6. Goodbye Pork Pie (1981) – New Zealand

Goodbye Pork Pie (1981)
Image Credit: Geoff Murphy.

Goodbye Pork Pie is New Zealand’s cult classic, celebrated for its charmingly chaotic road trip adventure. Its iconic status in the country’s film history lies in its free-spirited portrayal of Kiwi life, replete with humor and the thrill of the open road.

7. Bon Cop, Bad Cop (2006) – Canada

Bon Cop, Bad Cop (2006)
Image Credit: Alliance Atlantis Vivafilm.

A Canadian gem, Bon Cop, Bad Cop blends humor and crime-thriller elements while deftly exploring the cultural dynamics between English-speaking and French-speaking Canadians. It resonates with Canadians because it can laugh at themselves while celebrating their bilingual identity. One Canadian explains why this is their favorite movie from their home country, “because of how amazingly well it nails the Anglo-Franco relationship in Canada and all of its hilarious quirks and weird subtleties.”

8. [REC] (2007) – Spain

Image Credit: Filmax.

[REC] redefined the horror genre, making it Spain’s proudest contribution to world cinema. Its found footage style and relentless suspense captivate audiences. This film showcases Spain’s ability to evoke terror and unease while drawing from the rich tapestry of its history and culture.

9. Hot Fuzz (2007) – England

Hot Fuzz(2007)
Image Credit: Universal Pictures.

Hot Fuzz is a British comedy masterpiece, appreciated for its satirical take on small-town life and the country’s love for quirky humor. It affectionately parodies the quintessential British village while paying homage to the nation’s love for law and order. “It’s quintessentially English, stars some of the greats of British acting over the past 70 years, has a watertight script and some of the best editing I’ve ever seen,” says a fellow Brit.

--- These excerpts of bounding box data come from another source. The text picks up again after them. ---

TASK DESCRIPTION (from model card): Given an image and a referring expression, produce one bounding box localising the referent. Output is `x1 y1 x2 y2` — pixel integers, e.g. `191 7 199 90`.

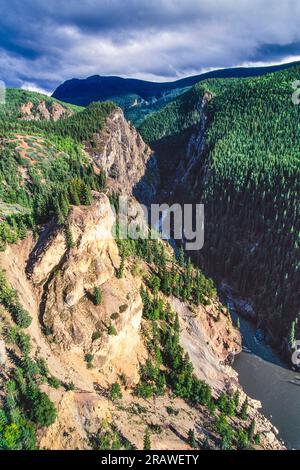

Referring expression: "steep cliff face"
27 194 143 382
86 108 159 203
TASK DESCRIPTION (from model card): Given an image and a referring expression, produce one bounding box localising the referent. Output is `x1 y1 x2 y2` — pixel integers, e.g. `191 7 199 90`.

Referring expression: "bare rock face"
0 339 7 367
86 108 159 203
20 101 73 121
31 194 144 382
171 297 241 391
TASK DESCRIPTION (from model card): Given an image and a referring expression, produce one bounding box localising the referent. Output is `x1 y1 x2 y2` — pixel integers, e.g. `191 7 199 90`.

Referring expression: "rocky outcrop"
86 108 159 203
20 101 73 121
25 194 144 382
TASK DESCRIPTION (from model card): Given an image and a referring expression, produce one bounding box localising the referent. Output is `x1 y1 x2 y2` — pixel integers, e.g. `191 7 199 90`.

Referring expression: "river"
229 302 300 449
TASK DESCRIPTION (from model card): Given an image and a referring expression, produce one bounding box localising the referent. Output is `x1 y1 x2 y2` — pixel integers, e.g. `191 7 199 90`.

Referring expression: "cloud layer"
0 0 300 91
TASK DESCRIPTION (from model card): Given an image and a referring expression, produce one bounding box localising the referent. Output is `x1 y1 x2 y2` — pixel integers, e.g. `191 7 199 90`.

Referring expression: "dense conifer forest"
140 67 300 343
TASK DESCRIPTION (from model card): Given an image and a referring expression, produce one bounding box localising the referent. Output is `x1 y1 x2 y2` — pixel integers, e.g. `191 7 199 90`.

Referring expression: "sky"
0 0 300 93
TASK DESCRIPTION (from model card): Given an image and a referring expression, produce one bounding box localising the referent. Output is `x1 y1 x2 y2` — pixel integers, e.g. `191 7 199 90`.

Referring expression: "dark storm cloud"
0 0 300 90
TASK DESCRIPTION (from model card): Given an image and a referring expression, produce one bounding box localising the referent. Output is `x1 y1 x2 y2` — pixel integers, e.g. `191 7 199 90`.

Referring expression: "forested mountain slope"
140 66 300 350
0 88 283 450
53 63 293 126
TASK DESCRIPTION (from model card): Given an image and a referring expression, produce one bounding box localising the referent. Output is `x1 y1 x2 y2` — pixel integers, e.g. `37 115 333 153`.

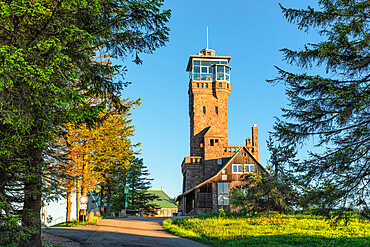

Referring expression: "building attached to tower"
177 49 265 215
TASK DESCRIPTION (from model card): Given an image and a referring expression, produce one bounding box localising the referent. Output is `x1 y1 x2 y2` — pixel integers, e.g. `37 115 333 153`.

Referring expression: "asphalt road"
46 217 207 247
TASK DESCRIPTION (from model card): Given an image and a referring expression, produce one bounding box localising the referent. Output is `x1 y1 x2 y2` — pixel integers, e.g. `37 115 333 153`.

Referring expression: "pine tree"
270 0 370 217
113 158 160 215
0 0 170 247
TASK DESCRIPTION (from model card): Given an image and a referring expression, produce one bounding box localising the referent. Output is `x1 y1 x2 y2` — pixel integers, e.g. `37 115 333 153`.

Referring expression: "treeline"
0 0 170 247
44 95 140 222
233 0 370 219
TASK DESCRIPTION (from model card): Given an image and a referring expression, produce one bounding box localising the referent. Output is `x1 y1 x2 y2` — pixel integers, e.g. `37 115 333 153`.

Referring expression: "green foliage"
112 158 159 215
0 202 33 245
162 214 370 247
0 0 170 246
268 0 370 218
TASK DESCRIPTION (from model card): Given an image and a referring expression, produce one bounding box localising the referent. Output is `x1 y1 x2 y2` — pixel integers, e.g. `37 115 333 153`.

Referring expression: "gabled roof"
176 146 267 200
148 190 178 208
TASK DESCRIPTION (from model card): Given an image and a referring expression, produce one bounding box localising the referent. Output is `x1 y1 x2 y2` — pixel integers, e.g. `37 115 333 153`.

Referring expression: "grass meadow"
162 214 370 247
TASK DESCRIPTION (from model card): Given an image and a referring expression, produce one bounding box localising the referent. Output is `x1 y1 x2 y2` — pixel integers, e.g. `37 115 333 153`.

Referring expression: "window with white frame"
233 164 243 173
244 164 254 173
233 164 255 174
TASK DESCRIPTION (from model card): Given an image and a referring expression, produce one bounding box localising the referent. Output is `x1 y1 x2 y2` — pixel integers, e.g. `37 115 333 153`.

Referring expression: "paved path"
46 217 207 247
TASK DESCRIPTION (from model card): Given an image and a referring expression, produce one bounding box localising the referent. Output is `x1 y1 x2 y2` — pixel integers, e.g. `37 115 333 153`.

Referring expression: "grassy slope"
163 215 370 247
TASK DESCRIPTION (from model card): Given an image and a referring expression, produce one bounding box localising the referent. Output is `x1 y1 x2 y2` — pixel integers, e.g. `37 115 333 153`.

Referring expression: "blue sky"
121 0 318 197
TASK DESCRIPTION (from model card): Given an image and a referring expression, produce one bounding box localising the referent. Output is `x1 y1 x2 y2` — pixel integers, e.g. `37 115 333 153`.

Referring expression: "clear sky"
121 0 318 197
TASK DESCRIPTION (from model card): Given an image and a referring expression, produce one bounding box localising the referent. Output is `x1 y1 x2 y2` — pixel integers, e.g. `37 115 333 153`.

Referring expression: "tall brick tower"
181 49 258 192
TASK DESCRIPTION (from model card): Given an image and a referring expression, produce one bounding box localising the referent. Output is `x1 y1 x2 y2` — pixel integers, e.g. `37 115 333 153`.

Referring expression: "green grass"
162 214 370 247
51 216 102 227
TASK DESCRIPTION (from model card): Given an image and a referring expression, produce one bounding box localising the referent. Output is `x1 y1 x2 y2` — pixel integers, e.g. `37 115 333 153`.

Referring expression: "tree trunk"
107 183 112 216
100 185 105 216
79 158 87 221
76 181 80 221
66 188 72 223
19 147 43 247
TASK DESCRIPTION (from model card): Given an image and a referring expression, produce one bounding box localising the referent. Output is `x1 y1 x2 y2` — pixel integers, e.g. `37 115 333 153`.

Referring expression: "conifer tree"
0 0 170 247
270 0 370 216
113 158 159 215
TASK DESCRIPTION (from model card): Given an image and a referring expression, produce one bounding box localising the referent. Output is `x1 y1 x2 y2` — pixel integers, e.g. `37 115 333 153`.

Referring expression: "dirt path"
47 217 207 247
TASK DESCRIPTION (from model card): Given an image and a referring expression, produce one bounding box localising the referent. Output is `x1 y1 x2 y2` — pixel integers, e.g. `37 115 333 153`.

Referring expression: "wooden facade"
177 146 266 215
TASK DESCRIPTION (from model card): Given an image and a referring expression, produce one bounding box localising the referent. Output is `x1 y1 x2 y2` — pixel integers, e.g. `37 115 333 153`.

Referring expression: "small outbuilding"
148 190 178 217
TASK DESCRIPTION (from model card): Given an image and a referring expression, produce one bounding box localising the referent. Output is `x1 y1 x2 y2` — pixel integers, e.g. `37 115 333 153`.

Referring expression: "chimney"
252 124 259 160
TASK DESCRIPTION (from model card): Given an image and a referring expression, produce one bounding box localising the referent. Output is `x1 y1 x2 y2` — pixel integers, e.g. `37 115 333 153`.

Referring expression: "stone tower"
181 49 258 191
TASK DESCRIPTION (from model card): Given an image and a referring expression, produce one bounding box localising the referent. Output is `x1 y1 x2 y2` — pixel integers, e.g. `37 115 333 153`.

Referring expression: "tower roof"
186 48 231 71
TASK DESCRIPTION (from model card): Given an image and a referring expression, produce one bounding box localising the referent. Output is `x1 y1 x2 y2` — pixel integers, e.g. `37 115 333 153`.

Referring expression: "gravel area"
41 231 80 247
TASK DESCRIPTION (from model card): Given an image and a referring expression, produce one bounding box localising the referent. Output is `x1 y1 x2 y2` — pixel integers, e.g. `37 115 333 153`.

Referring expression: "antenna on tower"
207 26 208 49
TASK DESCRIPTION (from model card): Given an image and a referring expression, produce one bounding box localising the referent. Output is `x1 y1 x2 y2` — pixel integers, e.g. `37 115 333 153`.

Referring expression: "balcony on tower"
186 49 231 82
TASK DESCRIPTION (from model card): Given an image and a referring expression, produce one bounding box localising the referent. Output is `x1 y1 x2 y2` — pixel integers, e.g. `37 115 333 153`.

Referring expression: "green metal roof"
148 190 178 208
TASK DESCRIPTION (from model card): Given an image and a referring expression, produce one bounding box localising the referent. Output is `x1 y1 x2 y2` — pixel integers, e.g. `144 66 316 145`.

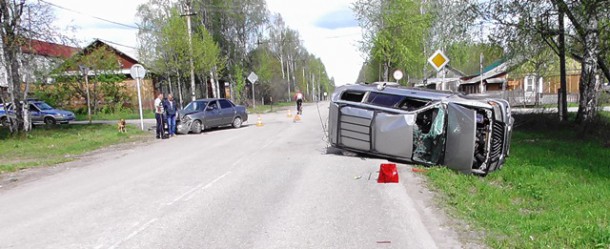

10. In the Mood for Love (2000) – Hong Kong

In the Mood for Love (2000)
Image Credit: Océan Films.

Wong Kar-wai’s In the Mood for Love is a testament to Hong Kong’s mastery of capturing unspoken emotions’ beauty. Its stunning visuals and melancholic storytelling perfectly encapsulate the city’s aura of mystery and romance.

11. Lion (2016) – Australia

Lion (2016)
Image Credit: Transmission Films.

Lion is Australia’s heartwarming tale of identity and belonging, resonating deeply with audiences. Its global success lies in its powerful portrayal of an adopted Indian boy’s quest to find his roots, reflecting the multicultural fabric of modern Australia.

12. In Bruges (2008) – Ireland

In Bruges (2008)
Image Credit: Universal Pictures.

In Bruges is a darkly comedic masterpiece celebrating Irish storytelling’s unique charm. With a blend of humor, melancholy, and memorable characters, it captures Ireland’s ability to create a compelling narrative that leaves a lasting impression on its viewers. The most iconic Irish films seem always to star Brandon Gleeson, and they’re always the funniest films you’ve ever seen, yet at once, profound.